The machine learning engineers are most involved in that, even though the whole team — data science, data engineering — is also involved. But the machine learning team is most involved in the maintenance aspect.

What keeps you up at night? What monitoring issues are challenging to detect and resolve?

I think the challenge is to put accurate models into production and keep the performance high over time because the model’s performance changes. So the main goal is to be able to maintain the industrialized model as accurately as possible.

The second aspect would be the model’s explainability. That’s something I try to keep tracking. Being able to deploy models that are explainable and that are not biased, based on the quality of data we have. Another one of the challenges is the quality of that data. Being able to get quality data and develop transparent and explainable machine learning.

We have a dilemma when it comes to choosing machine learning models. Most of the time, we use deep learning models, which are very accurate but not easy to explain. And on the other side, we have simple machine learning models, like decision trees, which might not be as accurate as deep learning models but are easy to explain. So the goal is to build models with the right balance between performance and explainability.

In what ML areas are you investing the most heavily to improve in over the next two years?

Mainly natural language processing. Most of the clients we’ve been working with have a lot of textual data. That’s also something I have a lot of personal interest in. Those things sometimes lack interest, especially when it comes to low resources languages. Today, most machine learning models, in terms of NLP, have been developed using English languages. If we take low-resource languages like my mother tongue (Bambara), we don’t have much of a data set available in order to create accurate models. Researchers have been working a lot on that, but I think there is so much to keep working on.

What aspect of the industry, either an opportunity or a risk, isn’t getting enough attention?

From my personal experience and point of view, I think that the field of healthcare is lacking a lot of attention. Most people aren’t willing to make their data available so that researchers can work on building relevant machine learning models. There is lots of sensitive data and lots of regulations have to be put in place to convince people to make that data available. If we have accurate and responsible machine learning models, that will benefit society.

I think people are just scared. Some people consider machine learning something that people with bad intentions could use to collect personal information. This could be why people aren’t willing to make their data open. 

What career advice would future you give to your past self?

I would say remember your business goal because it’s how you make an impact and create value. We develop models based on what the business is expecting. And the second piece of advice is to ask questions. It’s only by asking questions that you’ll get answers. Also, there are so many people that will be more than happy to answer and help you out.
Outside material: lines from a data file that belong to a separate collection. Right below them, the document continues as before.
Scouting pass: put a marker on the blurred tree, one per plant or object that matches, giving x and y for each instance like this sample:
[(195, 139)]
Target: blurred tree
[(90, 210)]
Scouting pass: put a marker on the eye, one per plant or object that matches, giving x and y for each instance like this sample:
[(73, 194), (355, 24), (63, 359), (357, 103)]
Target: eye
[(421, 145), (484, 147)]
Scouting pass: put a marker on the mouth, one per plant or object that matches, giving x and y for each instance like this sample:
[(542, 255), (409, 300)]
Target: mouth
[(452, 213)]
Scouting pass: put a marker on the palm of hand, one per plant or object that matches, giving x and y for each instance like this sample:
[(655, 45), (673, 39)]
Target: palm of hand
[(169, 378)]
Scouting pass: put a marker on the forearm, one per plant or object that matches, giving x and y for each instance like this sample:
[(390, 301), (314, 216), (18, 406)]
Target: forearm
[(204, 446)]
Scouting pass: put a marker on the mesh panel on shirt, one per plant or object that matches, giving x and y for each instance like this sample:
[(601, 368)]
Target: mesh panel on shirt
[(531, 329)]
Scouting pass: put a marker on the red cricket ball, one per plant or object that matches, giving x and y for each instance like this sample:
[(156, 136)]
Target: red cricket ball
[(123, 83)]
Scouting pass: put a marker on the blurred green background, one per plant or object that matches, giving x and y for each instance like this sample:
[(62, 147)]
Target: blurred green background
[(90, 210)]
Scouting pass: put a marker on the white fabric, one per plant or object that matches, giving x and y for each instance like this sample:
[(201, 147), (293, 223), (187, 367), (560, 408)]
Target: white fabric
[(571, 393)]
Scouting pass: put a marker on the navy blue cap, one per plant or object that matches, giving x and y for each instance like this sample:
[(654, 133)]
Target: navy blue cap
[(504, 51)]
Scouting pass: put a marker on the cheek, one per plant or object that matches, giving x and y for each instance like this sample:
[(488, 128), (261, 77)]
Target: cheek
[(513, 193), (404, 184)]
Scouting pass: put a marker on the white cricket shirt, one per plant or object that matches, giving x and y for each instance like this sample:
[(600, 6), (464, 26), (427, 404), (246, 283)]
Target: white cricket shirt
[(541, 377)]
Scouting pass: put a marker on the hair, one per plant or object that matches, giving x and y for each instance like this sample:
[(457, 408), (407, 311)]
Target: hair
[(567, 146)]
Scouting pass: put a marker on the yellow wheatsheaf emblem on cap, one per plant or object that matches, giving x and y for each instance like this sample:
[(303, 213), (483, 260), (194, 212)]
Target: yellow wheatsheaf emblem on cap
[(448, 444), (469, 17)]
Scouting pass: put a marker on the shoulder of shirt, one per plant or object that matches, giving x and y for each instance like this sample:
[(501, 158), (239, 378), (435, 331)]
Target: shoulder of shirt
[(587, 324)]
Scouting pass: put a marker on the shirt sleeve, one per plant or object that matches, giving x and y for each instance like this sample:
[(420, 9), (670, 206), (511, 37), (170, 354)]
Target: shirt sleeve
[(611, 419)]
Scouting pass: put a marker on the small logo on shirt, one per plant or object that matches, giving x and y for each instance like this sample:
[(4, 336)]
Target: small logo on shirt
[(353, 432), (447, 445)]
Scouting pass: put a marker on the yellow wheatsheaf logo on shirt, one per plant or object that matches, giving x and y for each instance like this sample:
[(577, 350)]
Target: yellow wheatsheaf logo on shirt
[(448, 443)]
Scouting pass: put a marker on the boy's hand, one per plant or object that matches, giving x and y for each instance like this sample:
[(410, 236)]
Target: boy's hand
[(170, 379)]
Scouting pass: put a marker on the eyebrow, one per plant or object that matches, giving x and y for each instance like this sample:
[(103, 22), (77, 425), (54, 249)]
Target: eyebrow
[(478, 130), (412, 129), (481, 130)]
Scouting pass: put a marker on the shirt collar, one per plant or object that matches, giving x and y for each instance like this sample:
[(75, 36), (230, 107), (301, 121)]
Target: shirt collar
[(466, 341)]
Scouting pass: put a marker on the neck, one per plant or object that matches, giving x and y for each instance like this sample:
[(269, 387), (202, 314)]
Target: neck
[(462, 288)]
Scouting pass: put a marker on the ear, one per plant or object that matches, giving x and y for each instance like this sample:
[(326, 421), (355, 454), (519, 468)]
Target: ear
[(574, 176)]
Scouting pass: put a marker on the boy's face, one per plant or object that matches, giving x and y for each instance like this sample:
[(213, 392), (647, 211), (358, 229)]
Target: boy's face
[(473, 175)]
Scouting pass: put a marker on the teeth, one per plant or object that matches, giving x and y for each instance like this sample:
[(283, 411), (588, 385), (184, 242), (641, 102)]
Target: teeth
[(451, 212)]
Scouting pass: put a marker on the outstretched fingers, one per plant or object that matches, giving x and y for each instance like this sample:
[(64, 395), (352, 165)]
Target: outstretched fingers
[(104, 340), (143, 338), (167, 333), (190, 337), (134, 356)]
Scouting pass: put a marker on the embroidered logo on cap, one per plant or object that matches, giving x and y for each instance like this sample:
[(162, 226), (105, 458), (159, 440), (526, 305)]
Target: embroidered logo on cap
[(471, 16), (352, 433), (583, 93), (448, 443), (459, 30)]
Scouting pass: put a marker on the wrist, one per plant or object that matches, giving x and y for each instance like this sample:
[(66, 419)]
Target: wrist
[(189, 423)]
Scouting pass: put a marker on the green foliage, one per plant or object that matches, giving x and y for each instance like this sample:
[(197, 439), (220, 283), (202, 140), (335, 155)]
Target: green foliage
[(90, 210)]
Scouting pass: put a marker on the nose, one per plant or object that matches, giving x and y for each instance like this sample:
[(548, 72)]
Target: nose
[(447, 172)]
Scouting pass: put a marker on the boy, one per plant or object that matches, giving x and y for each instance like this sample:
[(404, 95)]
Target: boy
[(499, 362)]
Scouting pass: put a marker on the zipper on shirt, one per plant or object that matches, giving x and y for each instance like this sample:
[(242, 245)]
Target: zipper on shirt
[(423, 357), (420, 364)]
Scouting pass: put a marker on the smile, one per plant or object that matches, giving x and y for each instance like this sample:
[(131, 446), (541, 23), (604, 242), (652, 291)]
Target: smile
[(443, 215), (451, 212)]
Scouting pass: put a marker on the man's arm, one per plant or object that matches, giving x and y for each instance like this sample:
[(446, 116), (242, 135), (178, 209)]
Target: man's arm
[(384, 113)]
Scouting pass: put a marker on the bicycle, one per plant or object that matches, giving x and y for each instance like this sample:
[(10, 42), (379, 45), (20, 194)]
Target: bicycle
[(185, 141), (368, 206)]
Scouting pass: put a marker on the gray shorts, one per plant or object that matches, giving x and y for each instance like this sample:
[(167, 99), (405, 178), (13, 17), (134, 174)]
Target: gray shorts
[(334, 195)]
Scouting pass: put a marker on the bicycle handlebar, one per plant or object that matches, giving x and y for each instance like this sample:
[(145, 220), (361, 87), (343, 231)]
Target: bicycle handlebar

Start simple. Think of simple solutions before you get into using deep learning models. Some things might seem complicated at first glance, but if you take time and try to understand and use some simple models, you might find a global vision of how to approach a model in the long run. Sometimes simple statistical analysis can be better than complicated machine learning models.

Also, never be ashamed of saying you don’t know. It will save a lot of time not only for you, but also for the people you’re working with.

Finally, if you learn something new, teach it to someone else with your own words. You don’t have to wait until you get a Ph.D. to start sharing your knowledge with others.